Mr Obama paid homage to the heroes of D-Day, saying their assault on Normandy's beaches exactly 65 years ago had helped save the world from evil and tyranny.
Addressing stooped, white-haired veterans, Mr Obama said the Second World War represented a special moment in history when nations fought together to battle a murderous ideology.
"We live in a world of competing beliefs and claims about what is true," Mr Obama said. "In such a world, it is rare for a struggle to emerge that speaks to something universal about humanity. The Second World War did that."

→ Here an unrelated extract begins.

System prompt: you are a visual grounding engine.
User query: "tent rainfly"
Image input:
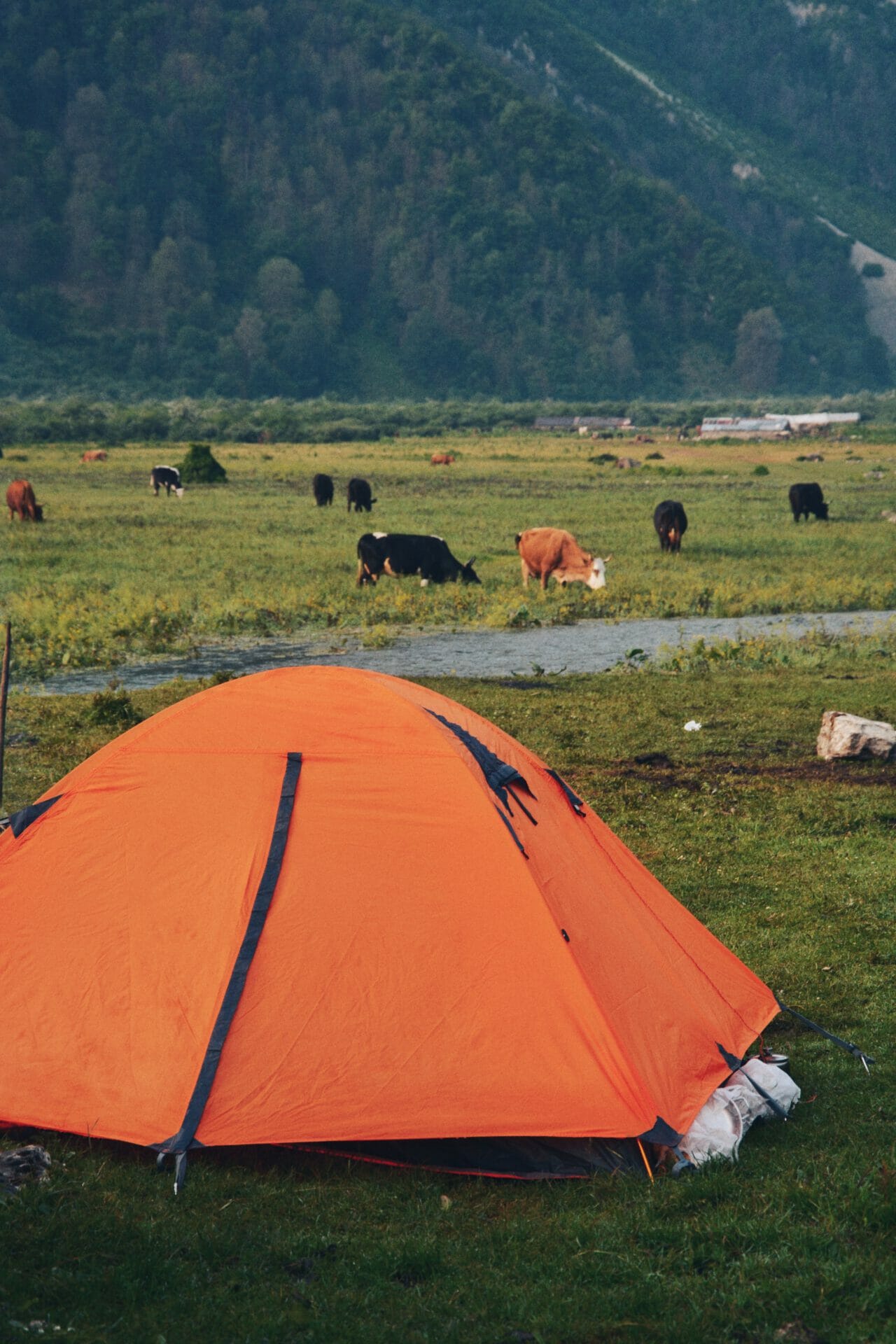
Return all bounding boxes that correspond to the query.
[0,666,870,1184]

"It was unknowable then, but so much of the progress that would define the twentieth century, on both sides of the Atlantic, came down to the battle for a slice of beach only six miles long and two miles wide," he said.

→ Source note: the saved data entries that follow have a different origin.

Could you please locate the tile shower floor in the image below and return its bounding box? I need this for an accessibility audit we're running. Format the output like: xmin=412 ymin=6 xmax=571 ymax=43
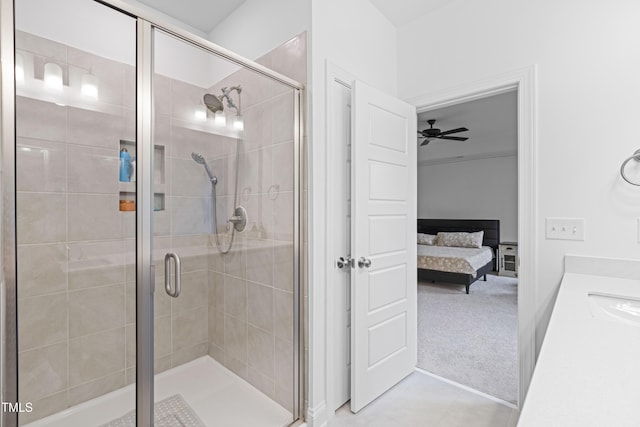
xmin=27 ymin=356 xmax=292 ymax=427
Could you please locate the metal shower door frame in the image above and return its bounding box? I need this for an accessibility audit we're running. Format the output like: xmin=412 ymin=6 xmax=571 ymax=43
xmin=0 ymin=0 xmax=305 ymax=427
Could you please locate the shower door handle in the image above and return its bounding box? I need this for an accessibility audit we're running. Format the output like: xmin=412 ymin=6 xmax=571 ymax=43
xmin=164 ymin=253 xmax=182 ymax=298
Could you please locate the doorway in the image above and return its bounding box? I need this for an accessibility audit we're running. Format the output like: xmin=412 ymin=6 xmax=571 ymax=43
xmin=417 ymin=90 xmax=518 ymax=405
xmin=325 ymin=66 xmax=537 ymax=411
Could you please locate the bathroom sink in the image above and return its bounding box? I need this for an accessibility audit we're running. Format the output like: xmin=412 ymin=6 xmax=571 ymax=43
xmin=588 ymin=292 xmax=640 ymax=327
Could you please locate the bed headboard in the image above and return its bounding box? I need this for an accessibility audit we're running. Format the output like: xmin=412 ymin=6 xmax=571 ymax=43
xmin=418 ymin=219 xmax=500 ymax=250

The Colleville cemetery, with its rows of white crosses and stars of David, overlooks the Omaha Beach landing where US forces on June 6th, 1944, suffered their greatest casualties in the assault against heavily fortified German defences.
Actor Tom Hanks, who played Captain John H Miller in the film Saving Private Ryanwhich dramatises the horror of the Omaha landing in its opening sequence, was amongst guests. The film's director Steven Spielberg was also invited to attend.

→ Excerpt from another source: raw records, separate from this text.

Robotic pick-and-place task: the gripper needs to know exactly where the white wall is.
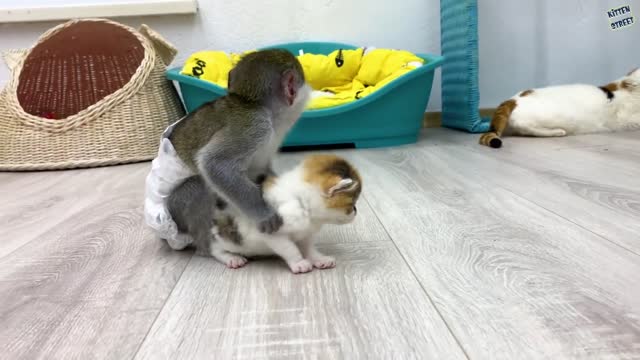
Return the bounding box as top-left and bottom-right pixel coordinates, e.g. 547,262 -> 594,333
478,0 -> 640,107
0,0 -> 640,110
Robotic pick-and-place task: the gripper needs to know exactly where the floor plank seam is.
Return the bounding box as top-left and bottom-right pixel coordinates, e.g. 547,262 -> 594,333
131,252 -> 195,360
500,184 -> 640,256
363,196 -> 471,360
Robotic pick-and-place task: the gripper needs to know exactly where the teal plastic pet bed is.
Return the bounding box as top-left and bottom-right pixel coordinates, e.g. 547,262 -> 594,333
167,42 -> 444,148
440,0 -> 490,133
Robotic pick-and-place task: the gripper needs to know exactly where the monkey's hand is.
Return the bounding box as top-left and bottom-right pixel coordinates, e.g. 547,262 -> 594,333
258,209 -> 282,234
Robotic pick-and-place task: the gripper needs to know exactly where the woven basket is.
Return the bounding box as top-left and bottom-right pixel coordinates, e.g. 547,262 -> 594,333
0,19 -> 184,171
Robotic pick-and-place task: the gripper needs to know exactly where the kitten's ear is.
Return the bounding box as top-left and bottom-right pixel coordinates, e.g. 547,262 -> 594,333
325,178 -> 358,197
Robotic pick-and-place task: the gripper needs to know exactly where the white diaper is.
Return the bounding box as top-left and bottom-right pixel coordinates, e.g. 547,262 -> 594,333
144,119 -> 193,250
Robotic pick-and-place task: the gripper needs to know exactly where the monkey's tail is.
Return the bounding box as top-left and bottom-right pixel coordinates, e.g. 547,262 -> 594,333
480,99 -> 516,149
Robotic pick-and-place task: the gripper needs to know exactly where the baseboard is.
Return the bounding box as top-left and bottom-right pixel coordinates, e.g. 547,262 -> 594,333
422,108 -> 496,128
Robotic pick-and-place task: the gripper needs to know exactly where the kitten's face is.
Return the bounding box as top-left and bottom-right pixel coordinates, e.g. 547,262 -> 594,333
303,155 -> 362,224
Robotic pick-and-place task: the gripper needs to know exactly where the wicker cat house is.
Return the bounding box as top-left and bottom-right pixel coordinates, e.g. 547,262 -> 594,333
0,19 -> 184,171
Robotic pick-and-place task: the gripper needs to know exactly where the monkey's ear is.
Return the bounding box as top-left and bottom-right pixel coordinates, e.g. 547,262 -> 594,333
282,70 -> 298,106
325,178 -> 358,197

In his speech Mr Sarkozy spoke of two armies, the American and the British/ Canadian, which set out that fateful day.
He said: “The Battle of Normandy decided the outcome of the war.
“It was won on the beaches and along the narrow lanes and hedgerows of the Norman countryside by the sons of American workers and farmers whose own fathers had fought in the Meuse-Argonne offensive in 1918, by British soldiers who embodied the fighting spirit of a great people that had stood firm in the most terrible hour of their history, and by Canadian troops who had volunteered for service in the earliest days of the conflict, not because their country was threatened, but because they were convinced it was a matter of honour.”
He also paid tribute to the soldiers of Polish 1st Armoured Division who “covered themselves in glory” as well as the Czech, Danish and Norwegian aircrews, Dutch and Belgium paratroopers and the free French SAS who fought in British uniform.
“The Battle of Normandy was won by soldiers 20 years of age who killed rather than be killed, who were afraid to die, but fought far from their homes with admirable courage against an implacable enemy, as if the fate of their own homelands was at stake,” he said.
Mr Brown said: “65 years ago in the thin light of grey dawn more than 1,000 small craft took to a rough sea on a day that will be forever a day of bravery.
“On that June morning the young of our nations stepped out on those beaches below and into history.
“As long as freedom lives their debts will never die.”
He added: “On D-Day the sounds of liberation on the march were heard across Europe.”
During his speech, Mr Obama also said D-Day showed that human destiny was not determined by forces beyond its control but by individual choices and joint action.
On a more personal note, he also saluted his grandfather, Stanley Dunham, who arrived in Normandy a month after D-Day, and also his great uncle, Charles Payne, who was in the first American division during the war and was present on Saturday.
"No man who shed blood or lost a brother would say that war is good. But all know that this war was essential," he said.
It has become a tradition for American presidents to visit Normandy. Ronald Reagan went to the D-Day beaches the 40th anniversary in 1984, Bill Clinton was there 10 years later and George W. Bush was there in both 2002 and in 2004.
"I am not the first American president to come and mark this anniversary, and I likely will not be the last," he said.